Other request headers
There are a great deal of other request headers available. Some of them only affect the transfer of data between the server and client, and should not affect the application at all. For example, Accept-Encoding
informs the server which compression schemes the client understands, and Host
informs the server which virtual host to serve up.
Other headers do affect the application, but are automatically read by Yesod. For example, the Accept-Language
header specifies which human language (English, Spanish, German, Swiss-German) the client prefers. See the i18n chapter for details on how this header is used.
Stateless
I’ve saved this section for the last, not because it is less important, but rather because there are no specific features in Yesod to enforce this.
HTTP is a stateless protocol: each request is to be seen as the beginning of a conversation. This means, for instance, it doesn’t matter to the server if you requested five pages previously, it will treat your sixth request as if it’s your first one.
On the other hand, some features on websites won’t work without some kind of state. For example, how can you implement a shopping cart without saving information about items in between requests?
The solution to this is cookies, and built on top of this, sessions.
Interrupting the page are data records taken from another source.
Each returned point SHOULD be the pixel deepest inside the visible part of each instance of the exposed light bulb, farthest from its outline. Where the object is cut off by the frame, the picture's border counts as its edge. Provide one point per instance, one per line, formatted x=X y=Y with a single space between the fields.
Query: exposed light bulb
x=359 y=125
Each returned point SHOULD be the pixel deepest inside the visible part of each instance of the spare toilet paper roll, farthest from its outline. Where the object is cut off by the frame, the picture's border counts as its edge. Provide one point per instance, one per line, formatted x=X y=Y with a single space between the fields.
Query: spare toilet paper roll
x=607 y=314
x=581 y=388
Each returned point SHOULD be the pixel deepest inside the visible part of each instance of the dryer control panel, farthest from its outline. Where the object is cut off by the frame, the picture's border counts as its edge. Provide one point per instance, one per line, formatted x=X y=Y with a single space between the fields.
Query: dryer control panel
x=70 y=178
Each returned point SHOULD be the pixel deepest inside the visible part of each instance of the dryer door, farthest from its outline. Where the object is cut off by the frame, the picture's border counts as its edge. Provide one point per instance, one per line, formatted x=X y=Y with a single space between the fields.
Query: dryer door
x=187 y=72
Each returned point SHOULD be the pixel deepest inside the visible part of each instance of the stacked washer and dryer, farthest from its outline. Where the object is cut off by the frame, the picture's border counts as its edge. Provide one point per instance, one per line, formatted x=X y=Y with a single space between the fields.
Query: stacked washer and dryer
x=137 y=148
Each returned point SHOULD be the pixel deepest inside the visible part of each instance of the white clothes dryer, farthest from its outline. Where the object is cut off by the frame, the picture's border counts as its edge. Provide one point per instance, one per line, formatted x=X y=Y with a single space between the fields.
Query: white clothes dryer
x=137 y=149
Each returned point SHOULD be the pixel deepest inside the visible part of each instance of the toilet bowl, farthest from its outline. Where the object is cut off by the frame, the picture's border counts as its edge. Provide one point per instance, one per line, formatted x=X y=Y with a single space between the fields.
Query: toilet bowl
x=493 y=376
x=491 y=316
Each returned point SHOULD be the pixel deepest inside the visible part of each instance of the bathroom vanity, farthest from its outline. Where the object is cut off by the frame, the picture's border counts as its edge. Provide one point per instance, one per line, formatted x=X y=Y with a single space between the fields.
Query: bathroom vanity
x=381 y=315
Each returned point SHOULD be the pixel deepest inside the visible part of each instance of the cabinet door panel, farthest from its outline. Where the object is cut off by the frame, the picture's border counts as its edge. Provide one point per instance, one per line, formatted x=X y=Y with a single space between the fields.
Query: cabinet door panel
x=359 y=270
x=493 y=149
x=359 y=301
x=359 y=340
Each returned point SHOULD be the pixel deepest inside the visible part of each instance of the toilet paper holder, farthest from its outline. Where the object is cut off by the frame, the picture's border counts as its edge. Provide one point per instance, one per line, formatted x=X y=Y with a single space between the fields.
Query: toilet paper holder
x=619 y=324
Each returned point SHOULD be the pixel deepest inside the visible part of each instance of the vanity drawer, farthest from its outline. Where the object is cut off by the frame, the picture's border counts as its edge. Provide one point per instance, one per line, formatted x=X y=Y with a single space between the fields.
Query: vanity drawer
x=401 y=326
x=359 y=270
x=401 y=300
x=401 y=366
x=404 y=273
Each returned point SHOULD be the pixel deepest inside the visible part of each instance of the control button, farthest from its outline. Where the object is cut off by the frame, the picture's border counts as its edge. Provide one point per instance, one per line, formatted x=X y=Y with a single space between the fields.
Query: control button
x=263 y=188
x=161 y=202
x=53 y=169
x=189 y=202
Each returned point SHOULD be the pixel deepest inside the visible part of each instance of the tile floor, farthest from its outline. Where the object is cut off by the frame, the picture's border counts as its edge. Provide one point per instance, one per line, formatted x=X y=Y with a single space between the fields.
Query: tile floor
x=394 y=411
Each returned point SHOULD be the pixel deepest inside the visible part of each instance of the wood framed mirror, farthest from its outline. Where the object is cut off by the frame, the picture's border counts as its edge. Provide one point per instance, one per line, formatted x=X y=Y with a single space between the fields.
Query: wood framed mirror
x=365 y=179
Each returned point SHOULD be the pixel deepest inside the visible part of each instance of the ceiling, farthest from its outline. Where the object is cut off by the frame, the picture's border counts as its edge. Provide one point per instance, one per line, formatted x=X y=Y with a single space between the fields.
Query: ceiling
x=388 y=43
We have a whole section addressing the sessions features in Yesod. However, I cannot stress enough that this should be used sparingly.
Let me give you an example. There’s a popular bug tracking system that I deal with on a daily basis which horribly abuses sessions. There’s a little drop-down on every page to select the current project. Seems harmless, right? What that dropdown does is set the current project in your session.
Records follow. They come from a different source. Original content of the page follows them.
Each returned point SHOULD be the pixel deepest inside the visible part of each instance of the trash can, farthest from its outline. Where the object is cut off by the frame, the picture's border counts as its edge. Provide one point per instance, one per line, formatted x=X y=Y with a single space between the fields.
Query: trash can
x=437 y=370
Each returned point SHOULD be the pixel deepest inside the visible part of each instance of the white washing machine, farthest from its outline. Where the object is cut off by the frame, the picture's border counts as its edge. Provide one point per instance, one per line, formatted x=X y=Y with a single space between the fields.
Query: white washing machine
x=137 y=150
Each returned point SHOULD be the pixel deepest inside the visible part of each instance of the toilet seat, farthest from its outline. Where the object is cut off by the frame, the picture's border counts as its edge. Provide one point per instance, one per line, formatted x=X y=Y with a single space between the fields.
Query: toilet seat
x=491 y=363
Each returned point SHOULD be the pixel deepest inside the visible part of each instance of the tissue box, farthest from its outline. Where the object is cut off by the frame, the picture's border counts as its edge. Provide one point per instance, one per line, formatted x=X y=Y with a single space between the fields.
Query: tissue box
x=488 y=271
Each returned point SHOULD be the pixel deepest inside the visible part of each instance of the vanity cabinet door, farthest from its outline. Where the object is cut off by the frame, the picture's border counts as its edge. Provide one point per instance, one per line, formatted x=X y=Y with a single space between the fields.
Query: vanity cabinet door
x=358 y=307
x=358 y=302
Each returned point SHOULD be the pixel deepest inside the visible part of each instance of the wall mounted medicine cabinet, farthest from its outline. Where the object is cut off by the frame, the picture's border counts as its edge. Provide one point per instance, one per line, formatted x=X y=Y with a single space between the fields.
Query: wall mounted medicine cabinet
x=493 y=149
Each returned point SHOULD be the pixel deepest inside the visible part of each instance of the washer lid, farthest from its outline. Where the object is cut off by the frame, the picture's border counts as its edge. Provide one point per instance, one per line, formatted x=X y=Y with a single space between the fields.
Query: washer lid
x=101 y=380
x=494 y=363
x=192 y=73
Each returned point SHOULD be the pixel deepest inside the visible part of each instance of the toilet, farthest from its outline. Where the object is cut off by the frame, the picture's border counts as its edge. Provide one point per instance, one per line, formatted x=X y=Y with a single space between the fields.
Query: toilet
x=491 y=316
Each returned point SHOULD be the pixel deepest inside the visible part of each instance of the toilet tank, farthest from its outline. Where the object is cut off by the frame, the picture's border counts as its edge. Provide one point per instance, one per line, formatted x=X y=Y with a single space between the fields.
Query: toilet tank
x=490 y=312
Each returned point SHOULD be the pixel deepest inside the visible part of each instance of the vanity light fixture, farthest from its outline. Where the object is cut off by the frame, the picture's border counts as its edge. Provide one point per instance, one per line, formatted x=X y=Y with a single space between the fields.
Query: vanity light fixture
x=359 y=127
The result of all this is that clicking on the “view issues” link is entirely dependent on the last project you selected. There’s no way to create a bookmark to your “Yesod” issues and a separate link for your “Hamlet” issues.
The proper RESTful approach to this is to have one resource for all of the Yesod issues and a separate one for all the Hamlet issues. In Yesod, this is easily done with a route definition like:
/ ProjectsR GET
/projects/#ProjectID ProjectIssuesR GET
/issues/#IssueID IssueR GET
Be nice to your users: proper stateless architecture means that basic features like bookmarks, permalinks and the back/forward button will always work.
Summary
Yesod adheres to the following tenets of REST:
Use the correct request method.
Each resource should have precisely one URL.
Allow multiple representations of data on the same URL.
Inspect request headers to determine extra information about what the client wants.
This makes it easy to use Yesod not just for building websites, but for building APIs. In fact, using techniques such as RepHtmlJson, you can serve both a user-friendly, HTML page and a machine-friendly, JSON page from the same URL.